Bringing college students back to college classrooms this fall was and remains a concern for many in the profession of higher education.
"We've been nervous about what is happening in the community," Christyn Abaray the Assistant to the President at Lawrence University in Appleton.
Abaray says at the University they have been testing students for COVID-19 since move-in day. At this point, University officials say everyone living on campus has been tested twice and less than one percent of those tests have come back positive.
"We are strategizing how to keep our students more so on campus now. Because it's looking like we're one of the safest places for our students to be," says Abaray.
And at UWO, Chancellor Andrew Leavitt says they've been testing students since early September as well. At this point, Leavitt says they have already administered nearly 7,000 tests.

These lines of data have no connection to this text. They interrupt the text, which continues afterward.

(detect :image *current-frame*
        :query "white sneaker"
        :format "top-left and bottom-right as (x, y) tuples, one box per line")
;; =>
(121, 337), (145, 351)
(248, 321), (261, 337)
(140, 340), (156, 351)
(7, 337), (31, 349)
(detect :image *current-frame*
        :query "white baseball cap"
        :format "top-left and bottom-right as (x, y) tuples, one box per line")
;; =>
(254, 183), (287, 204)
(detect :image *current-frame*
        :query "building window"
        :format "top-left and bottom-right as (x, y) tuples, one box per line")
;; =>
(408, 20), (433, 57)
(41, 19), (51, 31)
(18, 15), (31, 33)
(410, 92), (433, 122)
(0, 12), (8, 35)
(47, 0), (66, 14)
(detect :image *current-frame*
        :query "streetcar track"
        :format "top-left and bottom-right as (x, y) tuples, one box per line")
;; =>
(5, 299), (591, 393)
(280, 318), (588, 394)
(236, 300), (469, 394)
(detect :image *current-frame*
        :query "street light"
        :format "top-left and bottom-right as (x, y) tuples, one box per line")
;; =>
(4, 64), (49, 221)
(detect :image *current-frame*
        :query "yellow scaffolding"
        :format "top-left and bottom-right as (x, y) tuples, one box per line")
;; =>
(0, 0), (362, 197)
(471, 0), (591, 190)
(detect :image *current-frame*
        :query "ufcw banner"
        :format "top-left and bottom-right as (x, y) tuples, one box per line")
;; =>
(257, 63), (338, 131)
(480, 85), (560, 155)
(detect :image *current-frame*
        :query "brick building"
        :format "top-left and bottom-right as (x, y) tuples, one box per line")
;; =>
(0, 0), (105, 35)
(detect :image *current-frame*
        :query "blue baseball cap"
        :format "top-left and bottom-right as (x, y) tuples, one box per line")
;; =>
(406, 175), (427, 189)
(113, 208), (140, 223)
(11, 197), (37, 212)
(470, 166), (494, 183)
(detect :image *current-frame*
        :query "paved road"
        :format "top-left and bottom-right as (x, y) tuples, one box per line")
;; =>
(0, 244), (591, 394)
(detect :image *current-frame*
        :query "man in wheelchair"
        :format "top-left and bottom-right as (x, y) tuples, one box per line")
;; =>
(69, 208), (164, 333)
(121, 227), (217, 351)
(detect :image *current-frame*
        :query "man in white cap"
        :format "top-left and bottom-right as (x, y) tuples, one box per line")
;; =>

"We probably have done more testing, other than UW Madison, than any other UW in the system," says Leavitt.
Chancellor Leavitt calls it one of their most effective tools in controlling the spread of COVID-19. Today the University reports that their positivity rate of testing sits at 3.5 percent, far lower than the state's average which continues to hover around 20 percent.
"We know where they are, we know who they are, in the sense that we can interact with them in order to use testing to figure out where the virus is," says Leavitt.
And at Saint Norbert College in Brown county, the University reports that there has been a grand total of 159 positive cases of COVID-19 this semester. Today the college reports that just 22 students are currently positive with the virus.
"I would say we are happy because we're seeing a steady decline in the number of active cases over the last week to ten days. So, we do find that as a good indicator," says Julie Massey the Interim Vice President for Student Affairs.
Every campus has its own unique game plan to slow the spread of COVID-19 and all include social distancing practices, mandatory mask-wearing, encouraging everyone to stay home if they're sick, and for folks to get tested if they're concerned.
"We've not had a single case traced back to the classroom setting," adds Massey.